Polygamy in 1870s California was a hot political issue, partly driven by anti-Mormon hysteria.
It seems the hoaxer from the Evening Express, in seeking to close loopholes in bigamy laws, was successful beyond all intent. The story ended up sucking in 19th-century newspaper editors, 20th-century law professors and a 21st-century novelist.
The Herald on Sunday sent Moran the Walzer article several days after first speaking to her. "It came as a bit of a shock," she says.
Moran says the Oades story has been part of her family lore, after it was passed from father to mother, and then down to daughter, over the past 40 years. "It was a big part of my life. I heard the conversations, I heard my mother discuss it, then she gave it to me. This was one of the facts of my life," she says.
Writing Henry Oades was a nine-year effort, she explains, and the revelation her inspiration was an elaborate hoax makes her question the near-decade she spent writing.
Would she have written the book had she known the story of the real Oades? "I really don't know. I don't know if I'd have even started it," she begins. Collecting herself, she continues. "I take that back ... I was compelled by the unfairness of the story."

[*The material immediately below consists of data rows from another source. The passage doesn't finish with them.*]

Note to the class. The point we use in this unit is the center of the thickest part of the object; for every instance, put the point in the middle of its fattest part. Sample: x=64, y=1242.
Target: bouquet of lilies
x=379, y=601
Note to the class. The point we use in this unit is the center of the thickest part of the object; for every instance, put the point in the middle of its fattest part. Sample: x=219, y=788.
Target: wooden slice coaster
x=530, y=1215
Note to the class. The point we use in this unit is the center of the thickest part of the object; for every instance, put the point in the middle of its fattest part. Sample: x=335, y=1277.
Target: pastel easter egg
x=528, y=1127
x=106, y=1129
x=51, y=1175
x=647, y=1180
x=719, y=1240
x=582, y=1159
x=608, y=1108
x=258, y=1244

She says her Henry Oades didn't set out to have a polygamous relationship, but was persecuted for trying to do right by both of his wives. Casting either out of the house would be an injustice, she says. "I thought it was unfair they weren't able to have their family life undisturbed."
American writer James Frey was lambasted for having fictionalised large elements of his memoir, A Million Little Pieces.

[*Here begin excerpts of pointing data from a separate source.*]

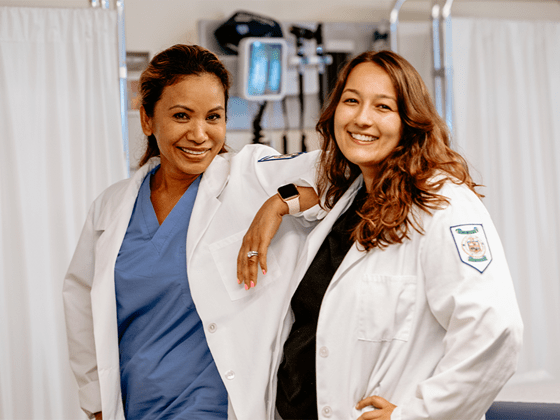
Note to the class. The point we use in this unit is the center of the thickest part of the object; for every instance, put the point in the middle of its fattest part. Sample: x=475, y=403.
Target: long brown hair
x=412, y=173
x=169, y=67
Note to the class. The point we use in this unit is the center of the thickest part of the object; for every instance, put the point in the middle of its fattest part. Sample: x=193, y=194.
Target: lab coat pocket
x=386, y=307
x=224, y=253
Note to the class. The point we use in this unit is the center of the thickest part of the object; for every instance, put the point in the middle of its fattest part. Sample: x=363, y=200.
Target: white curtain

But Moran's book, a work of fiction, cannot - and should not - be subjected to the same criticism. Like Booker-nominated New Zealand novelist Lloyd Jones' Biografi, who was criticised for blurring the lines between fact and fiction, Moran presented her story as fiction.

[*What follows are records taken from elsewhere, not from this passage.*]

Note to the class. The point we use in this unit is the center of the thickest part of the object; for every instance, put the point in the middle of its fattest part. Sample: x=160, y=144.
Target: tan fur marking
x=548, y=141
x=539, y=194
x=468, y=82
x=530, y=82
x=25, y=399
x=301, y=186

Victoria University associate professor of English Mark Williams says: "Fictions are by definition untrue - lies of a benign variety."
US-based literary critic Jolisa Gracewood, best known for discovering large chunks of Witi Ihimaera's book The Trowenna Sea were plagiarised, says the truth of Henry Oades will come in the writing, not the back story.
"It doesn't really matter whether the inspiration comes from real life or from an urban legend ... What matters is that the author transforms it into an original, persuasive and affecting work of fiction." Gracewood does add a kicker, though: "If it's being promoted as 'based on a true story', the publishers might want to rethink that strategy."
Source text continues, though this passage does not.